From February 2021 to August 2021, a computer device was placed near the window of the home of Paolo Bombelli, a biochemist at the University of Cambridge, but unlike common computers, this device was not powered by electricity fed to the grid, but by batteries made of algae.
This particular biophotovoltaic cell has a plastic and steel shell, about the size of an AA battery, and an aluminum anode. It is an algae called "Synechocystis sp. PCC 6803", a cyanobacterium of the genus Synechocystis, that is responsible for generating electricity.
▲Image from: ScienceDirect
The characteristic of this cyanobacterium is that it can rely on photosynthesis for production during periods of light, and will produce excess nutrients in the presence of light and continue to sustain itself through these excess nutrients when the environment becomes dark.

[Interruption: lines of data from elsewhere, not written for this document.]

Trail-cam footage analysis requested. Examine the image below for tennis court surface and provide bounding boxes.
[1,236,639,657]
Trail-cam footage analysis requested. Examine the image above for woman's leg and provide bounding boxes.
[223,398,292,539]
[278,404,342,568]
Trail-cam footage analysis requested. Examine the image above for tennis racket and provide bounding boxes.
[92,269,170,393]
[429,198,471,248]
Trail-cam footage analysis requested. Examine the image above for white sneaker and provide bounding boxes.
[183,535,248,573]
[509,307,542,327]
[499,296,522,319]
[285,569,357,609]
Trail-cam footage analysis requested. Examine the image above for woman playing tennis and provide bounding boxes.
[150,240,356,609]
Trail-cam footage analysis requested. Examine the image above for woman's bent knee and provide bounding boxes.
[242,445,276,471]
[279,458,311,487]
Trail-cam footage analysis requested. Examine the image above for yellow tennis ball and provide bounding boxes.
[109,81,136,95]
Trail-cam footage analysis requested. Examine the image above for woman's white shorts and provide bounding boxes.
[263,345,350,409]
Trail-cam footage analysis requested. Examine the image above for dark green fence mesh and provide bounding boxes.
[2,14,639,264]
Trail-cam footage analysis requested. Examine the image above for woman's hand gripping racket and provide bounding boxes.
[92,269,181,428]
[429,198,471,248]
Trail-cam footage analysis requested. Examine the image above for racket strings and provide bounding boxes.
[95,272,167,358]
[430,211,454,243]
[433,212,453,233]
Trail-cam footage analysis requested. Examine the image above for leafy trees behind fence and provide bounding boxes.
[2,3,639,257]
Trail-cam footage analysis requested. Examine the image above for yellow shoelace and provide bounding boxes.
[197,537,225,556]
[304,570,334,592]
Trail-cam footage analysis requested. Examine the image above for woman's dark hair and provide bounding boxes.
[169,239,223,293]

The "cyanobacterial cell" is connected to an Arm Cortex-M0+ microprocessor, whose tiny silicon area, low power consumption and minimal code footprint allow developers to achieve 32-bit performance at an 8-bit price, which is itself quite energy efficient.
▲Image from: Engadget
The processor, programmed to check its work after a series of calculations, used the cyanobacteria unit as its sole power source for several months. The processor runs on a 45-minute cycle of calculating consecutive integer sums to simulate a computational workload, requiring 0.3 microwatts of power; the subsequent 15 minutes of standby time requires 0.24 microwatts of power.
There are two hypotheses as to why the 'cyanobacterial cell' produces electricity, including Paolo Bombelli's team's hypothesis that the 'electrochemical model', in which microorganisms create the right conditions for the aluminum anode to oxidize or release electrons, then generates electricity, and the 'bioelectrochemical model', in which the cyanobacteria themselves produce electrons, which are transferred through the bacterial membrane to the aluminum anode, thus generating electricity.
▲ Photo by: Paolo Bombelli
Since the researchers found no significant changes in the aluminum anode during the experiment, the 'bioelectrochemical model' is considered more likely. That is, the current was generated by the cyanobacteria themselves.
Although the processor did not require much energy, the 'cyanobacterial battery' also maintained it without disconnection for six months of the experiment, and the cyanobacteria continued to generate electricity even after the microprocessor had been disconnected at the end of the experiment.
▲ Chris Howe (left) and Paolo Bombelli (right) of the research team, image from: University of Cambridge
The microprocessor Arm Cortex M0+ has a wide range of applications, either in processors in the Internet of Things, artificial intelligence or machine learning, or in sensing in wearable devices ......
Of course, the 'cyanobacteria battery' does not provide a lot of power, but it is 'useful' in scenarios where only a small amount of power is needed, such as in a sensor, or to charge a mobile phone. For people in rural areas or low-income countries, this could be another source of electricity.
▲Image from: Energy & Environmental Science
What's more, the simple construction and environmentally sustainable nature of this bio-based battery gives a new direction to the development of electricity, without the need for resources facing shortage crisis such as rare earth elements and lithium in most power supply devices today, it can generate electricity continuously with just sunlight and water.